The customer has made approximately $27.3 million of payments through December 5, 2011 in the fourth quarter of 2011, including approximately $13.3 million of delinquent payments that were scheduled to be received in the third quarter of 2011. In the fourth quarter, the customer notified the Company of a product recall issue related to certain products that the Company provided to the customer who in turn sold such products to third parties. The Company is in the process of negotiating a resolution of this and other contractual terms in the customer agreement. These negotiations have not been completed and, accordingly, the Company has recorded a warranty reserve of approximately $6.0 million, representing the Company’s best estimate of the amount that may be ultimately due for the product recall as of October 1, 2011. The Company made an approximate $2.9 million progress payment to the customer for the product recall in the fourth quarter of 2011.
 
Although the customer has continued to make payments, the customer failed to make scheduled payments totaling approximately $6.0 million through December 5, 2011, with an additional $3.1 million of payments scheduled for the remainder of the fourth quarter of 2011. The customer has indicated that failure to make scheduled payments was due to a delay in the receipt of payments owed to them from their major customer.

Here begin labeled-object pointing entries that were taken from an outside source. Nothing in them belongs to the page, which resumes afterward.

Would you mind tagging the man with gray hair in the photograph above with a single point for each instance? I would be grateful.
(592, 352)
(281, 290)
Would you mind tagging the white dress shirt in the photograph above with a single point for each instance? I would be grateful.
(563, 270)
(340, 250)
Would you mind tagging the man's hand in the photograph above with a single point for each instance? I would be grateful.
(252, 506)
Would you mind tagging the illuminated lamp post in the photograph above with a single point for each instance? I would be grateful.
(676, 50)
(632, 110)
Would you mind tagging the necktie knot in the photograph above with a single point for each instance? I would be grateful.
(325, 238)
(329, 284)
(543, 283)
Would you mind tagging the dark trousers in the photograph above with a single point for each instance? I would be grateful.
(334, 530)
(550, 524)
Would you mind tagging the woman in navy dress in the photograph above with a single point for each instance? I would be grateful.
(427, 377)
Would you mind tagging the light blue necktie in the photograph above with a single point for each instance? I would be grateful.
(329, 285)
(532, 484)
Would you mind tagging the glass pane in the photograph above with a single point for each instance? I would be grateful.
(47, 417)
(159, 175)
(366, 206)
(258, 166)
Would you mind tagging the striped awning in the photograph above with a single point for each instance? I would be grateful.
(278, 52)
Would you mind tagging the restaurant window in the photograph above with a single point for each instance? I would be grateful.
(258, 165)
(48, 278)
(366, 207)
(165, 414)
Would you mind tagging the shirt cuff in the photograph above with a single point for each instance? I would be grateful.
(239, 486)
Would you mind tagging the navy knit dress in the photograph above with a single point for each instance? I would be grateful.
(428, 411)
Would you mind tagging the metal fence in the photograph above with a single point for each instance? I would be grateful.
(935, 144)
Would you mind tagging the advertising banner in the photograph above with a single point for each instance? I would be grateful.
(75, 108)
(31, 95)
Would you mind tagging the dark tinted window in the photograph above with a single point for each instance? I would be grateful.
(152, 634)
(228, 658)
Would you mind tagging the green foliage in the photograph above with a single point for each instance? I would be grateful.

The Company’s customer has been formally notified of the delinquent payments, and it is the Company’s belief that there is no dispute by the customer over the amounts due based on the Company’s correspondence and discussions with the customer. The customer has since made a payment in the fourth quarter of 2011 of approximately $7.1 million and has withheld approximately $1.3 million of payments pending resolution of amounts owed by the Company for the product recall issue noted above. The Company has collected all remaining amounts recorded in the consolidated balance sheet as of October 1, 2011.
 
There can be no assurances that the Company will be able to complete its negotiations with this customer or that the customer will bring its account current and resume making payments according to terms if the negotiations are not completed. As such, it is possible that the Company may be required to record additional reserves and may have reduced sales and cost of sales from what would have otherwise been recorded in the fourth quarter of 2011 related to this customer relationship. The Company will continue to closely monitor the situation with this customer.
 
As the Company records revenue on the cash basis of accounting for this customer, the failure of the Company to receive scheduled payments resulted in a corresponding reduction to revenue and cost of goods sold in the Company’s third quarter 2011 operating results. If the customer brings its account current and makes all other scheduled payments in the fourth quarter of 2011, then sales and cost of sales will be higher than what would otherwise have been recorded in the fourth quarter of 2011.